You already have the answer, but just to elaborate on why part, let me add my two cents.
First, about lifetime: (quoting C11
, chapter §6.2.4/P2)
The lifetime of an object is the portion of program execution during which storage is
guaranteed to be reserved for it. An object exists, has a constant address,33) and retains
its last-stored value throughout its lifetime.34)
Then, static storage duration: (quoting P3)
An object whose identifier is declared without the storage-class specifier
_Thread_local
, and either with external or internal linkage or with the storage-class
specifier static
, has static storage duration. Its lifetime is the entire execution of the
program and its stored value is initialized only once, prior to program startup.

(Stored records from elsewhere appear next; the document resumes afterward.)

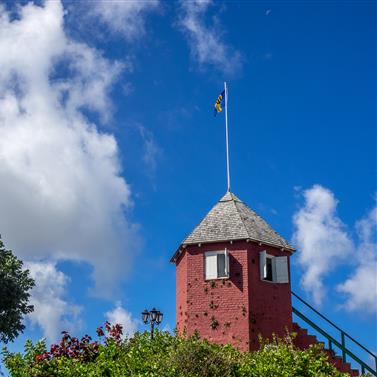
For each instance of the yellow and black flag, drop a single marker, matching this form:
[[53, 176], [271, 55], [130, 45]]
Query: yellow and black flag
[[219, 103]]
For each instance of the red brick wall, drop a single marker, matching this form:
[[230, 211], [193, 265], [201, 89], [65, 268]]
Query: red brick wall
[[233, 310], [270, 303], [181, 293]]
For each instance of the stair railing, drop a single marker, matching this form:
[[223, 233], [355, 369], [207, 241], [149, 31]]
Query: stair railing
[[332, 341]]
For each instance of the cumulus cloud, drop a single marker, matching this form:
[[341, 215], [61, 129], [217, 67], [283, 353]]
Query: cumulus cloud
[[124, 17], [321, 238], [205, 42], [361, 286], [121, 316], [62, 196], [52, 312]]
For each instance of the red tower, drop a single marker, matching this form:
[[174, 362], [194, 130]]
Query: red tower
[[232, 277]]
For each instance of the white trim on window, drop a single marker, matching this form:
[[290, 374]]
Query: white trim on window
[[211, 265], [273, 269]]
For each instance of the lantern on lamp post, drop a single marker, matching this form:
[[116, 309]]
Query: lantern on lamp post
[[153, 317]]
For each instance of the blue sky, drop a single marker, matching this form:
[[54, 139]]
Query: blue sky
[[111, 154]]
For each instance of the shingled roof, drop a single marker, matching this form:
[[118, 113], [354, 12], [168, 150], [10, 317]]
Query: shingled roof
[[231, 219]]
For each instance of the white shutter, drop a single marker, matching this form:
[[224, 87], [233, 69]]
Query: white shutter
[[226, 263], [262, 264], [211, 266], [281, 267]]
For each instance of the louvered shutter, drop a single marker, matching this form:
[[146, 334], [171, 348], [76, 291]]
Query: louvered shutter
[[262, 264], [226, 263], [281, 267], [211, 266]]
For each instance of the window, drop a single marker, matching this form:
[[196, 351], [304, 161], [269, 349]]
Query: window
[[274, 269], [216, 264]]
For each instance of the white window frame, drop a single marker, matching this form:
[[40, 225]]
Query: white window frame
[[280, 273], [211, 275]]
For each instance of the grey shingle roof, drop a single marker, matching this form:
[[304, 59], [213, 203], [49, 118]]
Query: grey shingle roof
[[232, 219]]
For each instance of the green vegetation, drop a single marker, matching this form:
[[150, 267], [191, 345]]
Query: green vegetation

and , the linkage: (chapter §6.2.3/P5)
[...] If
the declaration of an identifier for an object has file scope and no storage-class specifier,
its linkage is external.
So, in this case, a
is to have static storage duration.
Now, by definition, VLA dimension is acquired at runtime, so there's noway compiler can know and allocate memory/storage and initialize it at the beginning (prior to program startup, as required for static storage duration), hence this is a conflict.
As mentioned in C11
chapter 6.7.6.2, standard explicitly forbids this.
[...] If an identifier is declared to be an object with static or thread storage
duration, it shall not have a variable length array type.